Created in 1973 as a French-Czechoslovakian project as an adaptation of a novel by Stefan Wul, FANTASTIC PLANET (or if you really want to be cool at a party, LA PLANETE SAUVAGE) lives up to its moniker. Directed by Rene Laloux, who co-wrote the script with Roland Topor, FANTASTIC PLANET’s story is the tried and true tale of the underdogs rising above their abusers but filtered through a transfixingly bizarre animation style that brings the alien world of Ygam to reality. Animated primarily by the Czechoslovakian half of the production unit, FANTASTIC PLANET offers visuals that feel archaic and exotic in equal measure with its 2D animation offering up detailed and unique visions of giant blue aliens with red eyes and the vast, literally breathing world they occupy. Strange and confounding is the name of the game here when it comes to world-building as Laloux and his crew display the daily rituals that the constantly meditating Draags and constantly surviving Oms undertake. The beings that the animation team brings to life rarely make sense, physiologically or design wise, but in the case of this film, that pinching mysteriousness only brings the viewer deeper into this strange planet and its dwellers. While the actual movement of these doodles looks jagged and suffers from looping animations that plagued animated films of those times, these flaws only add to the film’s alien atmosphere, resulting in a film that looks and feels like a message scrawled from the Draag’s themselves and transmitted to Earth’s silver screens. With an accompanying jazzy score composed by Alain Goraguer that mixes bombastic horns and spastic psychedelic notes perfectly suited to all the alien shenanigans, FANTASTIC PLANET soars on its sights and sounds alone.
Not to say that the film’s central story is lacking. In fact, while Laloux and Topor offer a story that in these modern times feels a tad redundant, it’s nonetheless impressive how much the storytellers fit into their pretty lithe runtime. An epic odyssey at its core, the film quickly and neatly tells the rise and triumph of the little Om who could: Terr (Jean Valmont), orphaned as a baby and “adopted” quickly by a family of Draags who take the babe into their home as a pet, who soon becomes the leader of the Om uprising. Laloux and Topor leave little room for deeper characterizations for any of their characters, letting them to thrive as basic archetypes and leaving most of the heavy lifting to Valmont’s wizened narration, but that hardly matters when those characters occupy a world as strange as Ygam.
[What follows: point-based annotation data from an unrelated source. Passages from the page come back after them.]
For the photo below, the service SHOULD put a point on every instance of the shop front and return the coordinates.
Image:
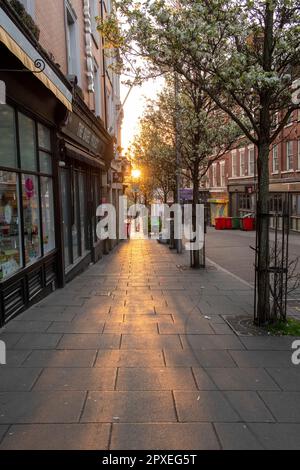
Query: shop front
(218, 207)
(286, 195)
(242, 199)
(36, 103)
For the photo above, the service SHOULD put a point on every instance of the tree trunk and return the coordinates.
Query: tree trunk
(263, 257)
(196, 253)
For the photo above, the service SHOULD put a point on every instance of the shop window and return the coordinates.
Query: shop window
(10, 232)
(275, 164)
(289, 155)
(27, 143)
(83, 213)
(242, 162)
(222, 173)
(251, 161)
(27, 223)
(45, 163)
(75, 219)
(31, 218)
(234, 163)
(48, 222)
(44, 137)
(66, 214)
(8, 147)
(296, 205)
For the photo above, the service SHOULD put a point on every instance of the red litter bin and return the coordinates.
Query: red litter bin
(248, 224)
(219, 223)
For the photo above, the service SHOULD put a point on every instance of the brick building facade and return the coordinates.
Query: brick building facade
(59, 139)
(232, 180)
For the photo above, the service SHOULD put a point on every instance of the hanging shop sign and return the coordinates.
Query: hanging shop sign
(82, 133)
(186, 194)
(29, 188)
(2, 92)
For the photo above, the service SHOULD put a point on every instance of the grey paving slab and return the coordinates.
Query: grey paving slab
(192, 436)
(211, 342)
(129, 407)
(287, 379)
(151, 342)
(76, 327)
(90, 341)
(57, 436)
(187, 358)
(221, 329)
(76, 379)
(208, 406)
(16, 358)
(249, 406)
(237, 436)
(62, 299)
(285, 406)
(258, 343)
(242, 379)
(203, 380)
(27, 326)
(3, 430)
(40, 407)
(47, 315)
(62, 358)
(196, 327)
(130, 328)
(10, 339)
(262, 358)
(38, 341)
(163, 378)
(129, 358)
(14, 379)
(277, 436)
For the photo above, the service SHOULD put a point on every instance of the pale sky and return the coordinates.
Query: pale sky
(134, 107)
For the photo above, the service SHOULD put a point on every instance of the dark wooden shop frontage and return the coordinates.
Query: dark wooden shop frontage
(54, 154)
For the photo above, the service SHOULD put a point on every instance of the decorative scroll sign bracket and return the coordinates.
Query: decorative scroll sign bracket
(39, 65)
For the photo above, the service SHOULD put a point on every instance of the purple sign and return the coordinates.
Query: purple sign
(186, 194)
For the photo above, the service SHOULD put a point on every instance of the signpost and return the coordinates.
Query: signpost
(2, 92)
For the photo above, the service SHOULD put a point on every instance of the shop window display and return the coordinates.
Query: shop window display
(8, 147)
(47, 214)
(27, 143)
(10, 241)
(31, 218)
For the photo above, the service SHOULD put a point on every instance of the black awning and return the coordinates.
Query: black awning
(83, 157)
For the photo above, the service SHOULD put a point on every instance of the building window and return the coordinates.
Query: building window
(10, 227)
(29, 6)
(289, 155)
(242, 163)
(8, 147)
(222, 173)
(27, 225)
(234, 163)
(73, 49)
(275, 161)
(251, 161)
(94, 13)
(214, 175)
(97, 81)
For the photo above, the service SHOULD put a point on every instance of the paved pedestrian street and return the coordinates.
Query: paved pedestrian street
(135, 354)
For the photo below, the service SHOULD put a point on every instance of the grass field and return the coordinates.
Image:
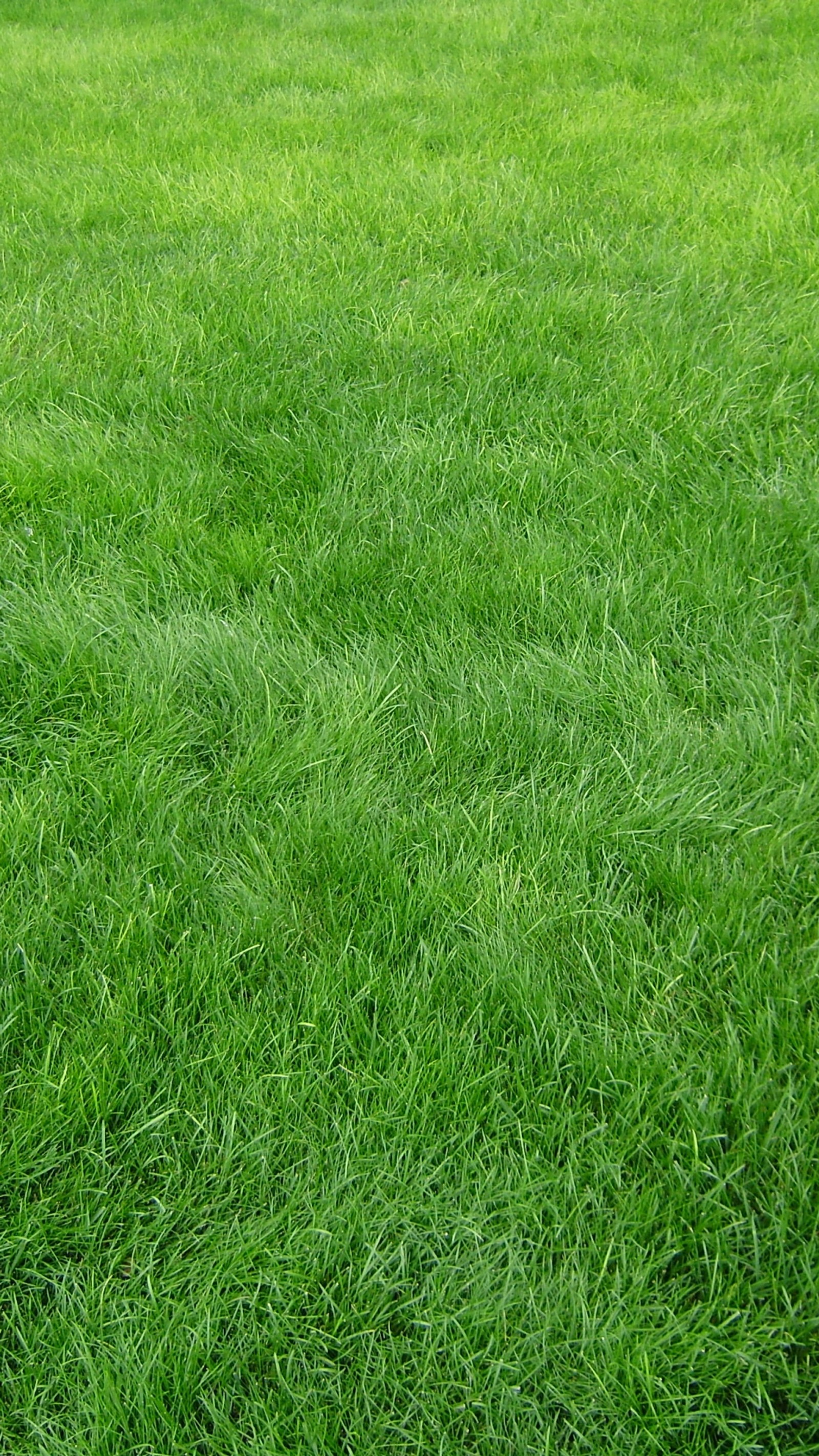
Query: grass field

A world with its own unique customs and flora and fauna, Ygam feels like the result of a frazzled fever dream: scary and mysterious yet always entrancing. Whether its in the strange rituals of the Draags or in the various organisms that Terr comes across in his journey — who toe the line between comedic and terrifying — Ygam and its inhabitants make for an unforgettable visit. In a beautifully strange world like this, even the familiar tale of a slave turned leader gains a bit more dramatic weight to it as Laloux and Topor tie their finale together with the ideas of conciliation and legacy that surprisingly rings with emotion.
To put it simply, FANTASTIC PLANET is exquisite. A true and literal work of animated art in every sense of the word. A bizarre and occasionally unsettling vista brought to life, Laloux’s journey to a mysterious planet is something you won’t soon forget.